The initiative will cover 27 low-income countries and 18 lower-to-middle-income countries that transitioned from low-income classification over the past decade. Healthcare officials from Rwanda, Ghana, Malawi, Senegal, and Uganda will advise Pfizer on methods to ensure that medicines reach populations in need.
Pfizer will provide 23 medicines and vaccines under the plan. The company says it will add new drugs and vaccines to the not-for-profit roster once they are launched.
Under the program, Pfizer will accelerate development of vaccine candidates for the prevention of Group B Streptococcus, a leading cause of stillbirth and newborn mortality in low-income countries, with funding from the Bill & Melinda Gates Foundation. Pfizer and the Gates Foundation are also studying the development of a vaccine for respiratory syncytial virus.
ViiV, an HIV specialist born of a 2009 partnership between Pfizer and GSK, announced a commitment to licensing patents related to cabotegravir long-acting, a pre-exposure prophylaxis for HIV, to generic drug producers that serve low- and middle-income countries. ViiV will negotiate licensing terms with the UN-backed Medicines Patent Pool (MPP). Viiv says it will supply the drug, which it sells as Apretude, at a not-for-profit price until a generic is available.
ViiV launched a similar licensing initiative with MPP last December for another of its HIV drugs, dolutegravir.
These moves follow several others over the past year intended to increase access to vaccines in Africa. Pfizer and its vaccine partner, BioNTech, for example, announced a deal last October with the Biovac Institute, a state-backed vaccine manufacturer in South Africa, in which Biovac will provide fill-and-finish services for vaccines that will be distributed within the African Union. The following month, Pfizer announced a plan to license its COVID-19 antiviral, Paxlovid, to MPP, which will make the drug available to generic-drug makers in low- and middle-income countries at a not-for-profit price.
Merck & Co. struck a similar deal with MPP late last year for its antiviral, molnupiravir. Meanwhile, Moderna announced plans to build a messenger RNA (mRNA) vaccine facility in Africa.

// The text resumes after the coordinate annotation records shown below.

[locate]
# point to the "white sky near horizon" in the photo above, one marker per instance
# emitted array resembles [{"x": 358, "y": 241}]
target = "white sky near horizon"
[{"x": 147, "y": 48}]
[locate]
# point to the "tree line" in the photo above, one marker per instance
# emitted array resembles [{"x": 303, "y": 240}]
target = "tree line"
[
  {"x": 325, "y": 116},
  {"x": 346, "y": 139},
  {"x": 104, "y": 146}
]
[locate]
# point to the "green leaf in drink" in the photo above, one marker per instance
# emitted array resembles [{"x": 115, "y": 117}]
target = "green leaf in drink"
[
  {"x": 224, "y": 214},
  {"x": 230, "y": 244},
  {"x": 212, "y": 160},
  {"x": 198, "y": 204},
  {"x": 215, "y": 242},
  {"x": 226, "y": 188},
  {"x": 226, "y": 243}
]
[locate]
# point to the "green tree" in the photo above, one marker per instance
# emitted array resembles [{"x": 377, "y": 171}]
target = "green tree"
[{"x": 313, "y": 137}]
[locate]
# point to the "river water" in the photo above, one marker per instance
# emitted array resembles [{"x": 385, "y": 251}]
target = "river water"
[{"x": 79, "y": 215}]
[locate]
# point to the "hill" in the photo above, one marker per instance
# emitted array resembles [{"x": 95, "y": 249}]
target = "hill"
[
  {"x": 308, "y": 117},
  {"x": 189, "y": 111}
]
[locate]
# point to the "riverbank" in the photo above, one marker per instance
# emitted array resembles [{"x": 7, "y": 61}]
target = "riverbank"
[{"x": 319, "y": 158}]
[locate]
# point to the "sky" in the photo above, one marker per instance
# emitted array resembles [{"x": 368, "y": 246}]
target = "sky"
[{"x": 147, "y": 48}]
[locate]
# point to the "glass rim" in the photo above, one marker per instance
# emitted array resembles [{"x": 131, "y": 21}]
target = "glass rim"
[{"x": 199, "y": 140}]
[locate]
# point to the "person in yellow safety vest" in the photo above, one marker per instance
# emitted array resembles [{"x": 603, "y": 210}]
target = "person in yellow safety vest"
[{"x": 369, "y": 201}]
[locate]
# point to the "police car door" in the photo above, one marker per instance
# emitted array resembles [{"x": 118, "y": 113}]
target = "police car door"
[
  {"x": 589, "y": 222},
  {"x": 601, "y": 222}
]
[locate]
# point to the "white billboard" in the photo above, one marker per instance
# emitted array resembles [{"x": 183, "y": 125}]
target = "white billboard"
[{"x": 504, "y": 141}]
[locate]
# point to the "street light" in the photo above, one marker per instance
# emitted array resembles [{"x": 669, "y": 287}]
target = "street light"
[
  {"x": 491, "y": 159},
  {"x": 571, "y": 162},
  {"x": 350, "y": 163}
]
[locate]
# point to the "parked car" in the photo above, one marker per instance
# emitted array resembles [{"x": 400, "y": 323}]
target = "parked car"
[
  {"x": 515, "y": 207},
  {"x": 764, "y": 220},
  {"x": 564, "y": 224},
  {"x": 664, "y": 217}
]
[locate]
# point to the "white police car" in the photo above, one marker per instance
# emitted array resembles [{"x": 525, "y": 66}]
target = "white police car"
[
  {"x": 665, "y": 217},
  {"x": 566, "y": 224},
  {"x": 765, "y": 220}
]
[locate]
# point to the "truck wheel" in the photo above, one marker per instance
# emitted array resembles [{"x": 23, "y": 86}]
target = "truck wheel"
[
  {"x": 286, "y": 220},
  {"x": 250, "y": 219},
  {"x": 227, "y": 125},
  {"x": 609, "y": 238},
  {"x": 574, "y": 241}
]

“Before the COVID-19 vaccine, it took around 10-20 years to bring new pharmaceuticals and medical technologies to low-to-middle countries,” Nagesh Borse, deputy chief health officer for Project Hope, an international relief agency, says in an email.
“While the access to the COVID-19 vaccine is still unequal, with the efforts of many global and local actors, the mRNA vaccine has reached the low-to-middle countries.” Borse says the Pfizer and ViiV initiatives are a “move in the right direction” in increasing access to drugs and vaccines in underserved regions of the world.